Dr Szewczyk, who has carried out three previous space worm missions, is working with Professor Atsushi Higashitani from Tohoku University, Sendai, Japan.

Professor Higashitani is the Principal Investigator of the CERISE (C. Elegans RNAi In Space Experiment) payload and will be based in Florida during the flight to co-ordinate the payload's experiments.

Dr Szewczyk said: "We can learn things in space that we would not be able to learn on earth.

"If we can identify what causes the body to react in certain ways in space we establish new pathways for research back on earth."
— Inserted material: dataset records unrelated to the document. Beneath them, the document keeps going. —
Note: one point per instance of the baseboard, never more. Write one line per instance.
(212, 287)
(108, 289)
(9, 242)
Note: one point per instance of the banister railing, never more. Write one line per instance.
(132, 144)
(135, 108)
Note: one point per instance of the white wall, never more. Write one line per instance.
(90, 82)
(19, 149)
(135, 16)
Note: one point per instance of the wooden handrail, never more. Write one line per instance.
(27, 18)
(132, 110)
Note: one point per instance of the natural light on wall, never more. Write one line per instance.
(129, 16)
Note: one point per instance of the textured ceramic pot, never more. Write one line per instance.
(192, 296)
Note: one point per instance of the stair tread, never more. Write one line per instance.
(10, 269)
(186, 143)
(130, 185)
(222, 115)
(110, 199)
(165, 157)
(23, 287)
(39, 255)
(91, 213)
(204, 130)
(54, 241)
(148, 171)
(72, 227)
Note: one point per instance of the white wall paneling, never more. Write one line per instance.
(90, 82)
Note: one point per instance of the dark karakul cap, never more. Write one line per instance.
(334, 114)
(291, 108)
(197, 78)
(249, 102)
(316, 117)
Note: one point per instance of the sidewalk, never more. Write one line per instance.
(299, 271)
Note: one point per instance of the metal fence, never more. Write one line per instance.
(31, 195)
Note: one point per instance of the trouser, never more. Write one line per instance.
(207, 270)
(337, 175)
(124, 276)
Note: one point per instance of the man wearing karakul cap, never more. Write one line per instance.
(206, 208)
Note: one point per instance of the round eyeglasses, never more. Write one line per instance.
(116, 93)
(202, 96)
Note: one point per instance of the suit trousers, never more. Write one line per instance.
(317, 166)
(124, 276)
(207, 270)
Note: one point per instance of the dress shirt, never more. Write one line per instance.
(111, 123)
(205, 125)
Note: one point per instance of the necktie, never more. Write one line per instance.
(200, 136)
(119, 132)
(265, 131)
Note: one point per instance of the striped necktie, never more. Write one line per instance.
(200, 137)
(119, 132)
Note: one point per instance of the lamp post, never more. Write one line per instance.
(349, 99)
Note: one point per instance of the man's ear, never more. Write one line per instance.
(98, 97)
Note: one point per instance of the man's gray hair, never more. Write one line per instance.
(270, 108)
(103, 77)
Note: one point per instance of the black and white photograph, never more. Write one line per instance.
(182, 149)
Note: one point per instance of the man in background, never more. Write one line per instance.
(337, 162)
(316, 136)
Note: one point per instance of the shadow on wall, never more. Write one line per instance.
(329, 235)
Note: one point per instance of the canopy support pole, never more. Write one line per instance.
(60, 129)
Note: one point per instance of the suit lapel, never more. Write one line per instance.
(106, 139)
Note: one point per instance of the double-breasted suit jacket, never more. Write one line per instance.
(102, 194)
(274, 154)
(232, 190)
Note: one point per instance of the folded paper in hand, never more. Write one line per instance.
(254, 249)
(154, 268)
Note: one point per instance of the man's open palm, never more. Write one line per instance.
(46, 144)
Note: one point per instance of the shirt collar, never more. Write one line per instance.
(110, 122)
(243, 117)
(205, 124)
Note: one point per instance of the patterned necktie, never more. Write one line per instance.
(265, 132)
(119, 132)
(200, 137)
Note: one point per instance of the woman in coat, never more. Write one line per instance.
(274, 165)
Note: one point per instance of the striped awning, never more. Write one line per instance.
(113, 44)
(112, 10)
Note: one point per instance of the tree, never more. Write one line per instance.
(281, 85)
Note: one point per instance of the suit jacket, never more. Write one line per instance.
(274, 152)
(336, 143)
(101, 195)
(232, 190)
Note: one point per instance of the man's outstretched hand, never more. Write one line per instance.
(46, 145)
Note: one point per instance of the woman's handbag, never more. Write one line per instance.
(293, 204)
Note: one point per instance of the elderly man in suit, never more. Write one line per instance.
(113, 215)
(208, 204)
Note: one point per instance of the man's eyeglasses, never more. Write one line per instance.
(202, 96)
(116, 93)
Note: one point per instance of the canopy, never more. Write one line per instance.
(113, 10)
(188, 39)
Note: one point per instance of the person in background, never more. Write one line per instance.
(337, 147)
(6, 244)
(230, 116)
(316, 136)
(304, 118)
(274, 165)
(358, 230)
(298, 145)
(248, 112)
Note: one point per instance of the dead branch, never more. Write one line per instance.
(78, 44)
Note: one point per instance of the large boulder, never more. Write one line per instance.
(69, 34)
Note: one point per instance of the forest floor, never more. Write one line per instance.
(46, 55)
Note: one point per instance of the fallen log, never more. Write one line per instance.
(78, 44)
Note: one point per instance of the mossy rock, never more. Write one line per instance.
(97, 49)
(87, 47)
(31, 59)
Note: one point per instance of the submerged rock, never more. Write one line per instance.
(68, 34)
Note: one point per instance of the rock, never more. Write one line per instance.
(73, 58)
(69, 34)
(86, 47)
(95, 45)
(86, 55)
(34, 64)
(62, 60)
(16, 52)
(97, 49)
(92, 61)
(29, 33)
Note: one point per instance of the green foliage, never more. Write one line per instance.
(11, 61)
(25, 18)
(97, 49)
C. elegans was the first multi-cellular organism to have its genetic structure completely mapped and many of its 20,000 genes perform the same functions as those in humans.

Dr Szewczyk's researcher Dr Tim Etheridge has been given the task of preparing the worms for their journey to the International Space Station, roughly 200 miles from the Earth.

They have been carefully selected and brought to a dormant state for the journey, travelling in special cell culture bags.

They will be brought back from their dormant state with the release of food, exposed to conditions in space for four days and then frozen in preparation for the return journey.

The effect of this journey on their muscle mass will be investigated once the worms are returned to the university's laboratories in Derby.

Dr Szewczyk said: "The CERISE payload is an important space medicine experiment as it will establish if RNAi, which was the subject of the 2006 Nobel Prize in Medicine, is a viable technique for altering the biological response to spaceflight.

"For example, some of our worms will be treated with RNAi against specific proteases to see if we can stop muscle protein degradation in space."

The worms will be on board Space Shuttle Atlantis when it takes off from the Kennedy Space Centre today at 2.28pm local time (7.28pm GMT).

Both Dr Szewczyk and Dr Etheridge have travelled to Florida to see the worms safely onboard the space shuttle.